Summary. If a patient is competent to consent to his or her own care, a provider should generally provide care consistent with the patient’s wishes. If the patient lacks consent, the provider should generally obtain effective informed consent from an authorized surrogate-decisionmaker. In the case of an emergency, a provider may render care necessary to address the emergent situation while effective consent or refusal of consent is obtained. If effective consent is obtained, a hospital does not necessarily need to invoke a 24-hour mental hold; however, when the patient or surrogate refuses necessary care or if the hospital believes that commitment proceedings should be initiated to obtain extended care for the patient, the hospital may initiate the 24-hour hold, but only if the patient is “mentally ill,” i.e., suffers from a psychiatric illness within the definitions in I.C. §§ 66-317, -326 and -329. Unfortunately, if the patient is not “mentally ill,” the hospital’s options and state resources are limited under the current statutes. Informed consent should be obtained from the competent patient or authorized surrogates while the hospital attempts to care for or place the patient.

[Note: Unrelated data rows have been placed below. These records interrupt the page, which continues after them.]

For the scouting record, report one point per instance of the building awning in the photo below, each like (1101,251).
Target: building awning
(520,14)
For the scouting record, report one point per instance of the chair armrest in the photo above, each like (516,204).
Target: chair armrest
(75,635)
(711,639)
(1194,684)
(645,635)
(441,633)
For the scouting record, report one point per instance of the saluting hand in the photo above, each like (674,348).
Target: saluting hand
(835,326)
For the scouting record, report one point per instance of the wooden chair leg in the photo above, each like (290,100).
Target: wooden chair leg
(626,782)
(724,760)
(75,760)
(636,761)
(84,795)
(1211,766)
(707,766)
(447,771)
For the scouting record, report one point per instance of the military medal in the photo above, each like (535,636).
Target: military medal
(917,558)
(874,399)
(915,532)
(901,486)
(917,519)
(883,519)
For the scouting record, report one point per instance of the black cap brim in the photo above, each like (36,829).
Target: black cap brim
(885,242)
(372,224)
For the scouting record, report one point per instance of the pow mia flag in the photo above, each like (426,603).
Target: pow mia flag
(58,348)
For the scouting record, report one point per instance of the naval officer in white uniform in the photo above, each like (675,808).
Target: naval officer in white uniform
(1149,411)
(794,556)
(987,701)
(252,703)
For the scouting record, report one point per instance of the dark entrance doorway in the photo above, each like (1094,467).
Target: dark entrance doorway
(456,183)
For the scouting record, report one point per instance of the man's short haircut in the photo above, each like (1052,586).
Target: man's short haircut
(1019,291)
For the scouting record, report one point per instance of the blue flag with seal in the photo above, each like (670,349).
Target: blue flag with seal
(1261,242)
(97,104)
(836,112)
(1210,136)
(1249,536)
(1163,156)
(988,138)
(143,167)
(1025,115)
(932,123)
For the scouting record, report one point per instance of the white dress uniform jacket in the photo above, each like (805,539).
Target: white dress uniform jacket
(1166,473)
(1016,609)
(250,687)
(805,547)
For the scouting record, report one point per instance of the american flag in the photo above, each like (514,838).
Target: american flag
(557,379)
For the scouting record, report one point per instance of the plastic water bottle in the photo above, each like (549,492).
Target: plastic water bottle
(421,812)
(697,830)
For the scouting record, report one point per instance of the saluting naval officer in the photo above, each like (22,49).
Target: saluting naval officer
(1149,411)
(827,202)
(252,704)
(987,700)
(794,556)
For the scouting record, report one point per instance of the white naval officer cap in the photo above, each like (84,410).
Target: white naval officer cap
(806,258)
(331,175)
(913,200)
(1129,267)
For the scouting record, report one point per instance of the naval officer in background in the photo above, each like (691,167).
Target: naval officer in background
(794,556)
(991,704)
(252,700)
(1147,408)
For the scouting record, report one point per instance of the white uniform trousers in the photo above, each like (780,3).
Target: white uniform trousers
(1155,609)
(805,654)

Until the government dedicates more resources to behavioral health concerns, providers and hospitals will continue to struggle with the appropriate disposition of behavioral health patients. In the meantime, hospitals and healthcare providers should update their policies and processes for 24-hour mental holds and may want to seek a legislative or judicial fix to the disparate impact that recent Title 66 amendments have on behavioral health patients and their healthcare providers.
1 Unfortunately, recent amendments to the general consent statute arguably changed the standard from a subjective test deferential to healthcare providers to an objective test. For more information about that change, see our article at https://www.hollandhart.com/the-idaho-medical-consent-act-recent-amendments.
2 As recently amended, “advance directive” or “advance care planning document” is generally “[any] document that represents a competent person’s authentic expression of such person’s wishes concerning health care services.” (I.C. § 39-4502(1)).